The International Monetary Fund (IMF) is still not pleased with El Salvador’s Bitcoin experiment but will continue to work with the country.
At a press conference Thursday, the body’s spokesperson Julie Kozack was quoted saying that the IMF had recommended “limiting public sector exposure to Bitcoin,” according to a Reuters report.
El Salvador made Bitcoin legal tender in the country back in 2021. The IMF—which has been in talks with El Salvador for years about a fund-supported program to strengthen growth prospects in the country—has been one of the loudest critics of the Bitcoin move.
“What we have recommended is a narrowing of the scope of the Bitcoin law, strengthening the regulatory framework and oversight of the Bitcoin ecosystem, and limiting public sector exposure to Bitcoin,” Kozack was quoted saying on Thursday.
Neither the IMF nor a press person for the Salvadoran government immediately responded to Decrypt’s questions.
The IMF warned in 2021 that El Salvador’s move to make Bitcoin legal tender in the country raised “a number of macroeconomic, financial and legal issues.”

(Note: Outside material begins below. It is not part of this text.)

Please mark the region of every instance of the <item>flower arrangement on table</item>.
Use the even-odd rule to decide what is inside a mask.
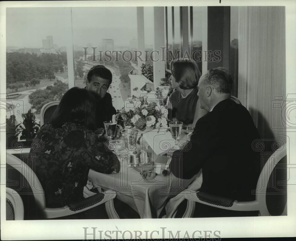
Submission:
[[[168,127],[168,112],[161,99],[155,97],[151,100],[144,96],[129,102],[133,108],[125,106],[118,110],[115,119],[118,124],[125,128],[135,128],[141,131]]]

But it admitted in August that many of the risks of the Bitcoin experiment “had not yet materialized.”
The country’s leader President Nayib Bukele has always brushed off concerns institutions and politicians have had about the project—even tweeting memes mocking the IMF’s grievances.
President Bukele—who has been criticized by human rights organizations for being an autocrat but praised by libertarians and conservatives for making El Salvador safer—admitted in an August interview with TIME that the Bitcoin experiment had fallen short.
The Bitcoin law requires businesses in the tiny Central American country to accept the asset if they have the technological means to do so. The government has also bought huge amounts of the digital currency, with President Bukele claiming that he would buy Bitcoin “naked” or while “in the toilet.”
Back in 2021, Salvadorans were given $30 of free Bitcoin via the government crypto wallet. But Decrypt—and research polls—found that many citizens have been indifferent to receiving and using the asset.